A military problem even more serious than lack of manpower is absence of discipline: bloody transgressions by government forces have sorely aggravated tensions. The International Commission of Jurists reported early this year that in response to Tiger attacks, the army often "went berserk and resorted to arbitrary shootings and killings of Tamils." Last December, for example, after a soldier was killed in the northern Mannar district, his comrades went on a rampage, shooting anyone in sight and leaving more than 100 Tamil civilians dead. Tamil women have been raped, Hindu temples put to the torch. In all, the commission cited 74 instances over a period of five months of soldiers indiscriminately firing on civilians. The government's policy of offering a $200 prize for each Tiger killed has served only to incite further army abuses. "What is the government trying to achieve here in Jaffna?" a local newspaper asked. "Drive all the people into the arms of the militants?"
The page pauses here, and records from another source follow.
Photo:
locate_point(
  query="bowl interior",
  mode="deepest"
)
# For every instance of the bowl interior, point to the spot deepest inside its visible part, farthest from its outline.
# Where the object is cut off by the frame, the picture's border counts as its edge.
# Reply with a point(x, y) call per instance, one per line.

The military's excesses have not only radicalized Tamils, they have also alarmed Sri Lanka's friends. The U.S., mindful of the island's strategic location, continues to back Jayawardene's pro-Western government but is not holding out the prospect of U.S. military aid. India, home to almost 50 million Tamils of its own, insists that it does not favor the creation of a separate Eelam but turns a blind eye to at least 20 training camps in India run by the Tigers.

Most experts in the region expect that the insurgents will eventually prevail in an all-out confrontation with the army. Should the guerrillas effectively seize control of the north of the island, Jayawardene might be forced to step down in favor of a government more sympathetic to Tamil grievances. "The initiative now lies with the forces of violence," says a Sri Lankan colonel. "We would be stupid not to admit that they have the strength to do what they want." But Western analysts also suspect that if the Tigers, whose politics range from Marxism to Tamil nationalism, do manage to triumph, they may find themselves unable to remain united, let alone administer their newly won territory. For the moment, however, such long-term considerations do not keep the guerrillas from pursuing more immediate goals. "When we begin the major assault," warns K. Umamaheswaran, a Tiger leader, "there will be no turning back. We want to see Sinhalese soldiers dead on the ground."